A Secretaria de Educação também afirmou que vem implementando programas voltados para a valorização da paz e incentivo ao desenvolvimento de projetos extracurriculares. Com relação às notificações sobre casos de violência, a Secretaria de Educação informou “que não há um registro oficial em função de a maioria das situações ser solucionada na própria escola, sem necessidade de envolvimento da pasta, por não serem relevantes.”
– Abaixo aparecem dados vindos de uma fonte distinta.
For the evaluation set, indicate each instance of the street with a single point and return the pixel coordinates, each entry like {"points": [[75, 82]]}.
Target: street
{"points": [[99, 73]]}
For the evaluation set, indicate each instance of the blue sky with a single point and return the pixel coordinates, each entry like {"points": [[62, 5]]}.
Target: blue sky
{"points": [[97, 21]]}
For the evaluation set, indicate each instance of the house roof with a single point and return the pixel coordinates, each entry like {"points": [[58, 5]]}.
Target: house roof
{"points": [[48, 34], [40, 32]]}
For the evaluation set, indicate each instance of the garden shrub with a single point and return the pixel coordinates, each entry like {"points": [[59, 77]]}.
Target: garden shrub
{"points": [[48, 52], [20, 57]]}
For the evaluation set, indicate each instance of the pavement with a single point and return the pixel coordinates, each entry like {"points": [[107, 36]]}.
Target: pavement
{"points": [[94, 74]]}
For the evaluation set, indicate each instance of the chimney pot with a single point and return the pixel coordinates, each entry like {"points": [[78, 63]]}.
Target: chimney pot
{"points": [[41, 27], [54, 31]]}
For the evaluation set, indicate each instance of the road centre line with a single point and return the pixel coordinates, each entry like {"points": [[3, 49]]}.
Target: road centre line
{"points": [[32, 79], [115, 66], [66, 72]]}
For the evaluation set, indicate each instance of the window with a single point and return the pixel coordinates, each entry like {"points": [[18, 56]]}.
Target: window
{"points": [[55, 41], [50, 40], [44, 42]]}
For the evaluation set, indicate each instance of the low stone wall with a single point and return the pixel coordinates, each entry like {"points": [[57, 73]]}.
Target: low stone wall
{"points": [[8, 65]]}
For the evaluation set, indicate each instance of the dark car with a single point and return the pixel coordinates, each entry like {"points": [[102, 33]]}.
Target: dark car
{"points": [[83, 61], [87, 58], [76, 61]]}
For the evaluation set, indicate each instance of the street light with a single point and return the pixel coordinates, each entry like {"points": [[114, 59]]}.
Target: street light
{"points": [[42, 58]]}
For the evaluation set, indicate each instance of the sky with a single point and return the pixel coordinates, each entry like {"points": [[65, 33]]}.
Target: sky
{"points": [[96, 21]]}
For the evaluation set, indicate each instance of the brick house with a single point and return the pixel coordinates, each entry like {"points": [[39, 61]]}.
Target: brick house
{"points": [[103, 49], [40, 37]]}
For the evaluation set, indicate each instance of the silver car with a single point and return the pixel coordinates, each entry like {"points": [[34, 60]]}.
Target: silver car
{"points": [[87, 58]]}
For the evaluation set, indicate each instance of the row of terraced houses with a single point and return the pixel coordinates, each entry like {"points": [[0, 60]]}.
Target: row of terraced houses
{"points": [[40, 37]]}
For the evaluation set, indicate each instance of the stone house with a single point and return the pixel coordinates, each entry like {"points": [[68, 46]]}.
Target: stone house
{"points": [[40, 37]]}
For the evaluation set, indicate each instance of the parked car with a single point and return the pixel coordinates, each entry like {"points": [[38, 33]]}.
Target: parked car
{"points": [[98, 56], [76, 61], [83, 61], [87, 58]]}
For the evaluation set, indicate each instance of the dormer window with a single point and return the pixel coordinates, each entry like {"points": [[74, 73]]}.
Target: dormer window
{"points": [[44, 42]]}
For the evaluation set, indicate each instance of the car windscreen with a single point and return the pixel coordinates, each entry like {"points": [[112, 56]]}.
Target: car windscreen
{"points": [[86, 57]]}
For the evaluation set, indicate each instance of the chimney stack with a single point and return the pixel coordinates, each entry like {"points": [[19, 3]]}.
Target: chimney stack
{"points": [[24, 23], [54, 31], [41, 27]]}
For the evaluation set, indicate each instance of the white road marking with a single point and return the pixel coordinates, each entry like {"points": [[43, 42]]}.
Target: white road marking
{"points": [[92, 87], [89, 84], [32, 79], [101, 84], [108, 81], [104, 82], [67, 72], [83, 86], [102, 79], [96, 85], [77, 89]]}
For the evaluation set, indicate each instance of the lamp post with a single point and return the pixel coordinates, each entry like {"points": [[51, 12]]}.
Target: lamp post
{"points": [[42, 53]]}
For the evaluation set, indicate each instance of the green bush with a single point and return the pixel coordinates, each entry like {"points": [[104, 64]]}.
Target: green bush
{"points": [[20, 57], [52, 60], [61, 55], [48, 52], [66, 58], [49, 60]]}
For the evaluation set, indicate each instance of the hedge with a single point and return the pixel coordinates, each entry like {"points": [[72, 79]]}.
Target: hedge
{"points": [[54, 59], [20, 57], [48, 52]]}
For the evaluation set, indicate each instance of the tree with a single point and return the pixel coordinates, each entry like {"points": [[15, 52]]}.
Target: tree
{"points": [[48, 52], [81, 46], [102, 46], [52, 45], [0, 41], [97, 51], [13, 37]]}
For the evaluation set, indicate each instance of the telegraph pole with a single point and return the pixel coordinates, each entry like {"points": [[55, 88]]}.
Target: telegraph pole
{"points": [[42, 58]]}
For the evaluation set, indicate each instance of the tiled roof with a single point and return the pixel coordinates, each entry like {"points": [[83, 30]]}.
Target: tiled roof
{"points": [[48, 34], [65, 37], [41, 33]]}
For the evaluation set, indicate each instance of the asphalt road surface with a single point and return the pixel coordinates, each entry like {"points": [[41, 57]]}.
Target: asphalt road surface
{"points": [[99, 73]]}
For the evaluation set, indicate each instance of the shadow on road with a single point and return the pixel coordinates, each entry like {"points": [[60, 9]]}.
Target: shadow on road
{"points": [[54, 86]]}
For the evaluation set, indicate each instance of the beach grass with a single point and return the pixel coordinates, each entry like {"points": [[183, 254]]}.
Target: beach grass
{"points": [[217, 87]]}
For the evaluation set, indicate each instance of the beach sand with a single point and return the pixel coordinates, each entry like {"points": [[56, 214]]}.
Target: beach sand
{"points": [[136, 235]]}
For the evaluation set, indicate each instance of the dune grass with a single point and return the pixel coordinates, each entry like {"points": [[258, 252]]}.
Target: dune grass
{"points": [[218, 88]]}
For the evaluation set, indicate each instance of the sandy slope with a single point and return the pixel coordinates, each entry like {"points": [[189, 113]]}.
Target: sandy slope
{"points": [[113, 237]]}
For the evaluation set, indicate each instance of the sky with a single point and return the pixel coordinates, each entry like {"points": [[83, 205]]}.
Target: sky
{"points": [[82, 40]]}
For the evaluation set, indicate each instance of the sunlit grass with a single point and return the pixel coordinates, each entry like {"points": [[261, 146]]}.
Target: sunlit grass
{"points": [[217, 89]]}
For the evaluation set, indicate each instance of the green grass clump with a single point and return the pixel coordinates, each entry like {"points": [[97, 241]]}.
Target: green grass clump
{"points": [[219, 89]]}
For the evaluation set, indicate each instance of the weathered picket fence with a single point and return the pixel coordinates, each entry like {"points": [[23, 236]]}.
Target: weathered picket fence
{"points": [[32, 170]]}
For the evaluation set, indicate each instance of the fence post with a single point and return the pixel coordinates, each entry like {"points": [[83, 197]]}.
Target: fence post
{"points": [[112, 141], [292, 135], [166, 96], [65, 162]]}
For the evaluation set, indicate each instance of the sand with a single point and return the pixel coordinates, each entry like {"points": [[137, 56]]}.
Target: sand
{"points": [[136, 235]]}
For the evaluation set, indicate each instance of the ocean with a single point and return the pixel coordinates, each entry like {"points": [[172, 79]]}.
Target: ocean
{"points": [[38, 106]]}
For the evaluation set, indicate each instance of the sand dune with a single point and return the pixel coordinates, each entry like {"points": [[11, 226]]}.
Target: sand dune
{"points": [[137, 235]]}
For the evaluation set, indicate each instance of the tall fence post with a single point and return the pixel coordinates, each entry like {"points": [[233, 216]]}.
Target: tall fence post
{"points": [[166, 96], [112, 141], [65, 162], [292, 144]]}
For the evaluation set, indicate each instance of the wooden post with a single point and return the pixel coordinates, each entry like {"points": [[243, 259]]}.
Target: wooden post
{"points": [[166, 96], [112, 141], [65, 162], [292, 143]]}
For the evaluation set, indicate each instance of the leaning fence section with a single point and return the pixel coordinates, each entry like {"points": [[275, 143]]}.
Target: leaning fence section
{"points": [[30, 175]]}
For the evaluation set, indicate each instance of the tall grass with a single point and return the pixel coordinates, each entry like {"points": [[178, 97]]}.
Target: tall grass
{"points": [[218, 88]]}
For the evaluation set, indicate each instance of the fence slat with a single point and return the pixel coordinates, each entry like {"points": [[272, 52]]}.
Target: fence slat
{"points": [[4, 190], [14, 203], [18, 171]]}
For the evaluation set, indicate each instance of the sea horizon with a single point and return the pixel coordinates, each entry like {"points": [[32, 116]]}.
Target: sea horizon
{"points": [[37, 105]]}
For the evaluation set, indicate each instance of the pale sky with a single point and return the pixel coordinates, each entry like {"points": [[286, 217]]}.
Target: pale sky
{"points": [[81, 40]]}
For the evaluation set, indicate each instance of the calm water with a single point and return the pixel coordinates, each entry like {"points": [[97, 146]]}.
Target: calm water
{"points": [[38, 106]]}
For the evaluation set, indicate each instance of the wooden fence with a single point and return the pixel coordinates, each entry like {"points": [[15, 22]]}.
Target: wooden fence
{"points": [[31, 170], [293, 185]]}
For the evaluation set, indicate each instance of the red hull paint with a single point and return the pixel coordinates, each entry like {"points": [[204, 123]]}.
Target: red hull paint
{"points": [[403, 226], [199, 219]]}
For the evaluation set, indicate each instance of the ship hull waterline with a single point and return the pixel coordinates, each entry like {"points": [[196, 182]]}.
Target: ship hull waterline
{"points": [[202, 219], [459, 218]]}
Com relação à rede estadual, a superintendente regional de Ensino, Belkis Cavalheiro Furtado, afirmou que não há como precisar se a violência dentro e no entorno das escolas tem aumentado, porque este levantamento não é feito. Mesmo assim, ela confirmou que os casos existem e, por isso mesmo, várias abordagens são feitas ao longo do ano com intuito de promover a cultura da paz. Ainda segundo a superintendente, no próximo ano, o objetivo é implantar a justiça restaurativa nas escolas. Isso será feito após a capacitação de dois servidores da superintendência por especialistas da UFMG, em Belo Horizonte. A previsão é que eles, ao retornarem à cidade, sejam multiplicadores, mostrando aos educadores como iniciar um diálogo, resolver conflitos e incentivar o trabalho em equipe. Além destes programas, segundo Belkis, a superintendência dispõe de uma equipe de resolução de conflitos, responsável por orientar os profissionais das instituições.

Já a PM informou que possui o programa Patrulha Escolar, no qual policiais militares têm contato direto com diretores e estudantes. Além disso, quando há alguma ocorrência mais grave, o serviço é acionado.